巧妙使用RDD持久化,甚至在某些场景下,可以将spark应用程序的性能提升10倍。对于迭代式算法和快速交互式应用来说,RDD持久化,是非常重要的。
要持久化一个RDD,只要调用其cache()或者persist()方法即可。在该RDD第一次被计算出来时,就会直接缓存在每个节点中。而且Spark的持久化机制还是自动容错的,如果持久化的RDD的任何parition丢失了,那么Spark会自动通过其源RDD,使用transformation操作重新计算该partition。
不使用持久化
使用持久化
基于Spark 1.6.1 的源码,可以看到
/** Persist this RDD with the default storage level (`MEMORY_ONLY`). */
def cache(): this.type = persist()
说明是cache()调用了persist(), 想要知道二者的不同还需要看一下persist函数:
/** Persist this RDD with the default storage level (`MEMORY_ONLY`). */
def persist(): this.type = persist(StorageLevel.MEMORY_ONLY)
可以看到persist()内部调用了persist(StorageLevel.MEMORY_ONLY),继续深入:
/** * Set this RDD's storage level to persist its values across operations after the first time * it is computed.
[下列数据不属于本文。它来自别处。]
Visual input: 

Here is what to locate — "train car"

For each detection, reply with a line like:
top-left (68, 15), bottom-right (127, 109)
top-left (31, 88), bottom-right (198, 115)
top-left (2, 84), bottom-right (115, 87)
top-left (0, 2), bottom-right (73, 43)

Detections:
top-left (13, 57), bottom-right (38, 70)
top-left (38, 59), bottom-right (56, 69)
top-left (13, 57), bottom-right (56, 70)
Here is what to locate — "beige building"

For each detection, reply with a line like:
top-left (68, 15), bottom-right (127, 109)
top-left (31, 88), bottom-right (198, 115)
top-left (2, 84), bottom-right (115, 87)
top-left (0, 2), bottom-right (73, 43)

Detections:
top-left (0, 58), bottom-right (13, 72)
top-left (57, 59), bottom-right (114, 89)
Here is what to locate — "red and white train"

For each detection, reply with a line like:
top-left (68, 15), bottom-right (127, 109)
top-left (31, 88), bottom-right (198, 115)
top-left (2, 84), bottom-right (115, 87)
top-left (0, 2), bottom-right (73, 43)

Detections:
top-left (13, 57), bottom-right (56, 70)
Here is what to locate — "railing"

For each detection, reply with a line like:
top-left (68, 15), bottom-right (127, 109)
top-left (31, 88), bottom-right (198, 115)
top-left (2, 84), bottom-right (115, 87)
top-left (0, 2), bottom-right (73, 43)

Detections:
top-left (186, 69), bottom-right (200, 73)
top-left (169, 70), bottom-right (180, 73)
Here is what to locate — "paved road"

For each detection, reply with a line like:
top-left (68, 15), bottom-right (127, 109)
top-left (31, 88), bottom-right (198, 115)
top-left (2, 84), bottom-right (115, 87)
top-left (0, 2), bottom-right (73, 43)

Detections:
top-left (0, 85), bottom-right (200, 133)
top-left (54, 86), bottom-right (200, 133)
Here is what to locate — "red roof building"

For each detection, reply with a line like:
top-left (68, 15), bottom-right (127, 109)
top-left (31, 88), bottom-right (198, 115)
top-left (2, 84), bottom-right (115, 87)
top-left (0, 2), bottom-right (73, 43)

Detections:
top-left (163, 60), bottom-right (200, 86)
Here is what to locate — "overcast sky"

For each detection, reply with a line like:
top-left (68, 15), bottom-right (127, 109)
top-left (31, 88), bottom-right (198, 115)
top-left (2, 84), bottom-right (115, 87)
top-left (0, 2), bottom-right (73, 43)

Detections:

This can only be used to assign a new storage level if the RDD does not * have a storage level set yet.. */ def persist(newLevel: StorageLevel): this.type = { // TODO: Handle changes of StorageLevel if (storageLevel != StorageLevel.NONE && newLevel != storageLevel) { throw new UnsupportedOperationException( "Cannot change storage level of an RDD after it was already assigned a level") } sc.persistRDD(this) // Register the RDD with the ContextCleaner for automatic GC-based cleanup sc.cleaner.foreach(_.registerRDDForCleanup(this)) storageLevel = newLevel this }
可以看出来persist有一个 StorageLevel 类型的参数,这个表示的是RDD的缓存级别。
至此便可得出cache和persist的区别了:cache只有一个默认的缓存级别MEMORY_ONLY ,而persist可以根据情况设置其它的缓存级别。
RDD持久化是可以手动选择不同的策略的。比如可以将RDD持久化在内存中、持久化到磁盘上、使用序列化的方式持久化,多持久化的数据进行多路复用。只要在调用persist()时传入对应的StorogeLevel即可。
持久化级别 | 含义 |
---|---|
MEMORY_ONLY | 以非序列化的Java对象的方式持久化在JVM内存中。如果内存无法完全存储RDD所有的partition,那么那些没有持久化的partition就会在下次需要使用它的时候,重新被计算。 |
MEMORY_AND_DISK | 同上,但是当某些partition无法存储在内存中时,会持久化到磁盘中。下次需要使用这些partition时,需要从磁盘上读取。 |
MEMORY_ONLY_SER | 同MEMORY ONLY,但是会使用Java序列化方式,将Java对象序列化后进行持久化。可以减少内存开销,但是需要进行反序列化,因此会加大CPU开销。 |
MEMORY_AND_DSK_SER | 同MEMORY_ AND DSK,但是使用序列化方式持久化Java对象。 |
DISK_ONLY | 使用非序列化Java对象的方式持久化,完全存储到磁盘上。 |
MEMORY_ONLY_2 MEMORY_ AND_DISK_2 | 如果是尾部加了2的持久化级别,表示会将持久化数据复用一份,保存到其他节点。从而在数据丢失时,不需要再次计算,只需要使用备份数据即可。 |
顺便看一下RDD都有哪些缓存级别,查看 StorageLevel 类的源码:
object StorageLevel {
val NONE = new StorageLevel(false, false, false, false)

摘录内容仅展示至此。